Das Stück basiert auf Patrick Barlows Bühnenfassung von Alfred Hitchcocks Spionagethriller aus dem Jahr 1935. Letzterer wiederum nahm sich den gleichnamigen Abenteuerroman des englischen Schriftstellers John Buchan zur Vorlage und ergänzte diesen um zahlreiche weitere Ereignisse.
„Die 39 Stufen“ erzählen die Geschichte des Junggesellen Richard Hannay, der im Theater in London auf die russische Agentin Annabella trifft. Sie bittet ihn, die Nacht in seiner Wohnung verbringen zu dürfen, um ihre Verfolger – zwei feindliche Spione – abzuhängen. Und schon steckt Hannay mittendrin im Schlamassel um den Spionagering „39 Stufen“. Auf der Flucht vor der Polizei, die ihn als Mörder sucht, begibt er sich auf eine abenteuerliche und irrwitzige Reise von London nach Schottland. Auf dem Weg macht er viele urkomische Begegnungen, denen es aber auch an Nervenkitzel nicht mangelt.
Vier Schauspieler*innen in 39 Rollen
Um genau zu sein, sind es eigentlich drei Schauspieler*innen in 38 Rollen, denn Patrick O. Beck als Richard Hannay bildet die einzige Konstante. Den unschuldigen Helden, der durch die äußeren Umstände getrieben von einer brenzligen Situation in die nächste geworfen wird und dabei alle Herausforderungen annimmt, beherrscht er aus dem Effeff. Seine Kolleg*innen Maëlle Giovanetti, Miguel Jachmann und Dominik Puhl stehen dem Hauptdarsteller in diversen Rollen – von besagtem Schweizer Bauer (Giovanetti) über den talentierten „Mr. Memory“ (Jachmann) bis zum mysteriösen Professor mit nur neun Fingern (Puhl) – in nichts nach. Maëlle Giovanetti jongliert mit Akzenten, Miguel Jachmanns Stimme brilliert in verschiedenen Gesangseinlagen und Dominik Puhl kann Eleganz im Frauen-Negligé genauso wie im Smoking. Für das Publikum können Stücke mit so vielen Rollenwechseln der blanke Horror sein, wenn nicht mehr erkennbar ist, welche Figur was genau gesagt oder getan hat. Doch das ist für die drei Darsteller*innen kein Problem. Im Eiltempo werden die Kostüme gewechselt. Jede Figur bekommt einen einzigartigen Habitus und eine unverwechselbare Stimme, die makellos durchgehalten werden – und am besten ist: Das Ensemble strotzt vor Freude am Gag, vor Perfektion für das passende Timing und Liebe zum komödiantischen Spiel!

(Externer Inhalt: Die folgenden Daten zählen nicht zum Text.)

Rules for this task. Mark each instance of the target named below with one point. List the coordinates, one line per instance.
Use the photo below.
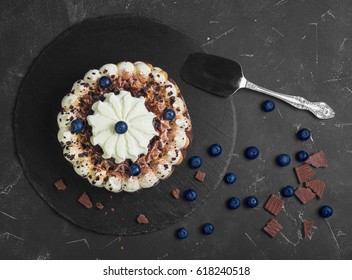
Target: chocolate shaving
(176, 193)
(85, 200)
(142, 219)
(272, 228)
(99, 205)
(200, 176)
(60, 185)
(274, 205)
(316, 186)
(307, 227)
(305, 195)
(304, 172)
(317, 160)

Die Kunst des Understatements
Rathkes Inszenierung erweist sich nicht nur hinsichtlich der Besetzung als stimmige Gesamtkomposition. Sie glänzt durch die Leichtigkeit, mit der dem Publikum die dramatischen Ereignisse um den Helden Richard präsentiert werden. Da wir uns in Zeiten des Schwarz-Weiß-Films bewegen, ist die Bühne (Caro Stark) in schwarz und weiß gestaltet. Die schwarz-weißen Streifen an den Seitenwänden und der Decke laufen auf eine graue Metall-Rückwand zu, die meist von einem weißen Vorhang verdeckt wird. Selbst das wenige Mobiliar ist schwarz-weiß gestreift. Die Proportionen, etwa von Stehlampe und Straßenlaterne, sind nicht immer stimmig, aber gerade deshalb reicht es vollkommen aus, wenn die Forth Bridge einfach aus zwei Leitern besteht. Die Darsteller*innen bauen in der dynamischen Inszenierung viel um, aber jede Bewegung erscheint exakt getaktet und lenkt in keinem Fall von der Handlung ab. Farbige Requisiten und Kostüme (ebenfalls Caro Stark) wirbeln die schwarz-weiße Übersichtlichkeit ihrer Umgebung ordentlich durcheinander. Im Vergleich zu anderen modernen Inszenierungen kommen viele Requisiten zum Einsatz, dennoch wirkt das Stück nicht überladen. Mordopfer verabschieden sich nicht mit einem Schrei des Erschreckens oder des Schmerzes, sondern mit Sätzen wie „Oh, shit!“ und lassen die kaltblütige Weise, auf die sie zu Tode gekommen sind, nebensächlich erscheinen. Auch hier echt britisches Understatement also, das Hitchcock höchstselbst an der Romanvorlage so schätzte.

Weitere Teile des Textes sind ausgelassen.